Python Iterators and Iterables
An analysis of what they are, how they work and how we use them.
Introduction
A Python Iterator is defined as
An object representing a stream of data.
In a nutshell, an Iterator is an object that can be iterated, which means we can access the elements one by one until no elements are left.
For example, a list is a sequential collection of data accessed using a loop.
my_list = ['a','b','c']
for letter in my_list:
print(letter)
An object that we can loop over is defined as Iterable. Iterators and Iterables are two main Python concepts that sometimes generate confusion because they are strictly related.
Here, the definitions of Python Iterators and Iterables that we will analyse
Definition: An iterable is an object which we can iterate over.

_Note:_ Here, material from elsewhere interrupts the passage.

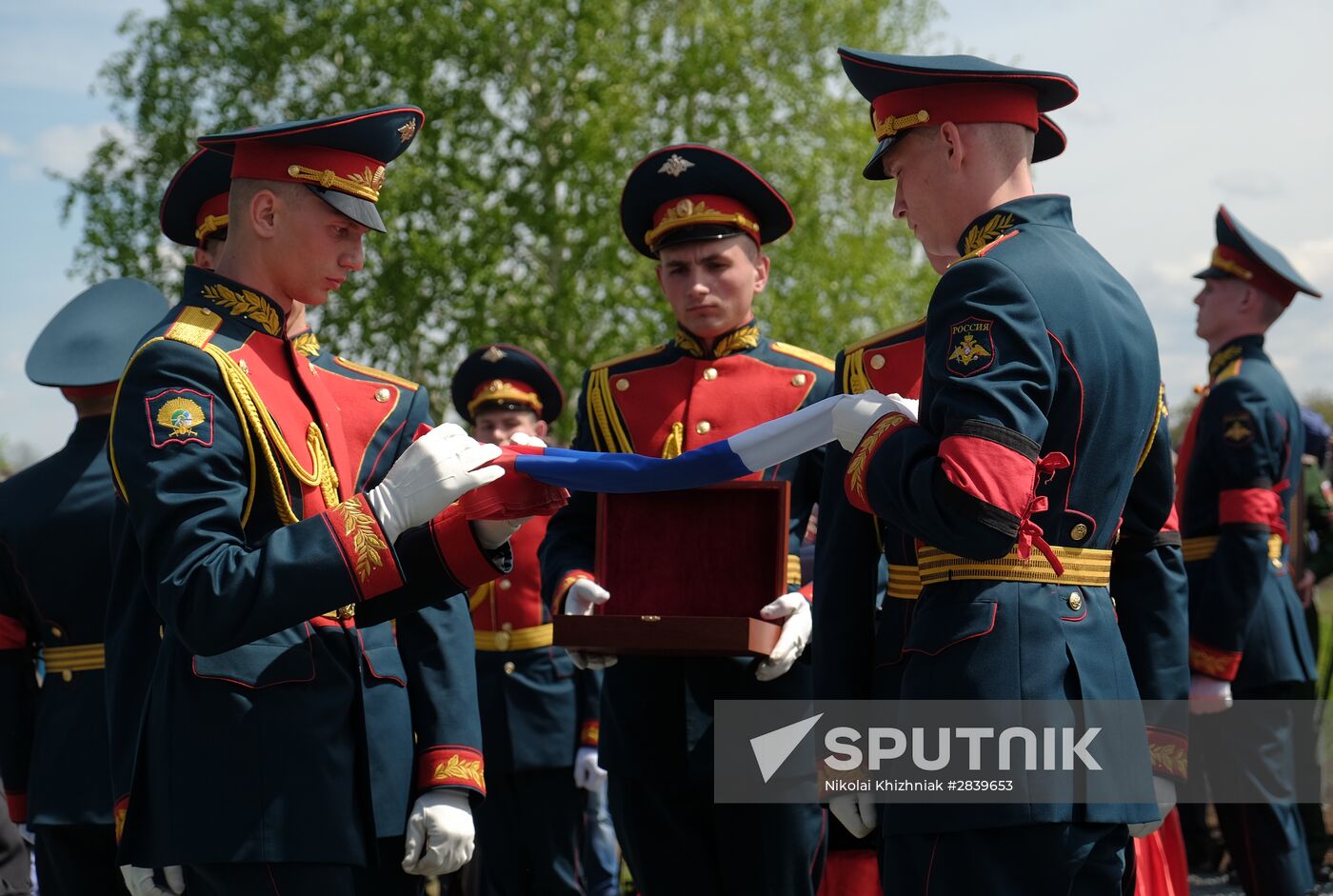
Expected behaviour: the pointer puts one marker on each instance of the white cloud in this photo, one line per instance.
(63, 149)
(1249, 184)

Definition: An Iterator is an object that can be iterated. In other words, an object that allows us to iterate an iterable object.
These two definitions may sound a bit confusing, so I’ll explain the details to have a clear picture.

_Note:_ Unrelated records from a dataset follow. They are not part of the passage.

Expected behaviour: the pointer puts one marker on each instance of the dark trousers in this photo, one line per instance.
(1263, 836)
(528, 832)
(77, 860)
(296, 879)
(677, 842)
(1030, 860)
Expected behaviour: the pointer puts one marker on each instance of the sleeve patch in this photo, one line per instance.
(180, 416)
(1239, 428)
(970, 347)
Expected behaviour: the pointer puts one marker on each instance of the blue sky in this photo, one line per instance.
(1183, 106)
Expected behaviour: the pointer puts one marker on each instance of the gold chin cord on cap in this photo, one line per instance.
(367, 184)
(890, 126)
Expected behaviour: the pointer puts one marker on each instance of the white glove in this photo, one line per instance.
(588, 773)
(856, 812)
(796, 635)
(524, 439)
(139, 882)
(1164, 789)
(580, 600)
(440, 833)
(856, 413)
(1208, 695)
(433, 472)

From a technical point of view, Python defines an Iterator as an object that implements the iterator protocol, which consists of two methods:
__next__: this returns the next item of the container.
__iter__: this returns the Iterator itself.
Repeated calls to the iterator’s __next__() method (or passing it to the built-in function next()) return successive items in the stream.
When no more data are available a StopIteration exception is raised instead.
At this point, the iterator object is exhausted and any further calls to its __next__() method just raise StopIteration again.
The __next__() method returns successive items in the data stream.
Repeated calls to __next__() will eventually raise a StopIteration exception when no more data is available.
At this point, the data sequence is exhausted, and any further call to the __next__() will raise the StopIteration exception again.
Python built-in Iterables
In Python, there are built-in Iterables data structures such as
- Lists
- Tuples
- Strings
- Dictionaries
According to the definition, An Iterable is an object we can iterate over.
We iterate an Iterable using the for — in key.
Let’s try to understand how they work and loop over the elements.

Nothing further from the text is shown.